Hidayatullah.com–Sampai belum lama ini, kesibukan di perkebunan pisang Ekuador seperti tidak ada hentinya, menandakan komoditas pertanian itu laku keras. Namun beberapa pekan belakangan, peperangan membungkam kesibukan bisnis pisang itu. Bukan perang di negara Amerika Selatan itu atau di tetangganya, melainkan di seberang samudera di belahan bumi lain, perang antara Rusia dan Ukraina.
Ekuador adalah eksportir pisang terbesar dunia.

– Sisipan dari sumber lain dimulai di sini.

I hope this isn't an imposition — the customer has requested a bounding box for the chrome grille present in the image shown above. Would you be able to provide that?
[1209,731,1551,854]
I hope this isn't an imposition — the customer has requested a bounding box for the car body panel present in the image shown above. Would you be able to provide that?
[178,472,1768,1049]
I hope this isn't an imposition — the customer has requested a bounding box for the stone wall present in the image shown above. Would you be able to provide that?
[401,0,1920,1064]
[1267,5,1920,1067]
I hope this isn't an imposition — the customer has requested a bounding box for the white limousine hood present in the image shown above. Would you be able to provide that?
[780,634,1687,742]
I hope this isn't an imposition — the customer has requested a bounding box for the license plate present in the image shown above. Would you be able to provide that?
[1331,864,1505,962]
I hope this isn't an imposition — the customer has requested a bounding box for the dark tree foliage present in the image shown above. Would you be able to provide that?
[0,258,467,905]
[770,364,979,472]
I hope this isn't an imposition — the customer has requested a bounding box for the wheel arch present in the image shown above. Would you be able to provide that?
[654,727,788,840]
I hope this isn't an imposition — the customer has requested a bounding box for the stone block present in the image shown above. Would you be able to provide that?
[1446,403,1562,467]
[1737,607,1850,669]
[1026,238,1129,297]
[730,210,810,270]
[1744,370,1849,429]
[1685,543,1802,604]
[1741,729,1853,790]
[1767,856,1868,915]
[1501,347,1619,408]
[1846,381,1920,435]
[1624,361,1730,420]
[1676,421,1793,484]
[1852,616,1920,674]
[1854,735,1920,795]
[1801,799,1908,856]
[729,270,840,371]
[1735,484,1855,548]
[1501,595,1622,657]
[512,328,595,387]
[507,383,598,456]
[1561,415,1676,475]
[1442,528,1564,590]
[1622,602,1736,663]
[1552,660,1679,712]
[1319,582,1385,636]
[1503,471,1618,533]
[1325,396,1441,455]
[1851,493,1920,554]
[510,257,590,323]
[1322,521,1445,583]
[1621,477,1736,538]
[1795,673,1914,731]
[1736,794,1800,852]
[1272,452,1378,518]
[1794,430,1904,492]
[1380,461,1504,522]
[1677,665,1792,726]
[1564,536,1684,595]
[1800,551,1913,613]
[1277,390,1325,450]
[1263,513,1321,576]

Sekarang, akibat perang di Ukraina, hasil panen pisang hanya menumpuk tidak jauh dari tempat mereka tumbuh.
“Satu dari setiap lima pisang yang diproduksi di Ekuador dikirim ke Ukraina dan Rusia,” kata Franklin Torres, presiden federasi produsen pisang Ekuador FENABE.
“Oleh karena itu perang ini benar-benar mempengaruho kami,” ujarnya seperti dikutip AFP Senin (4/4/2022).
Sebagian besar pisang itu dibawa ke Rusia, di mana penjualan pisang mendatangkan devisa $698 juta setahun bagi Ekuador, yang biasanya mengirimkan hampir dua juta kotak pisang ke negara-negara di kawasan Eropa Timur setiap pekan.
Namun, karena sanksi transportasi internasional atas invasinya ke Ukraina, Rusia tidak menerima kargo pisangnya.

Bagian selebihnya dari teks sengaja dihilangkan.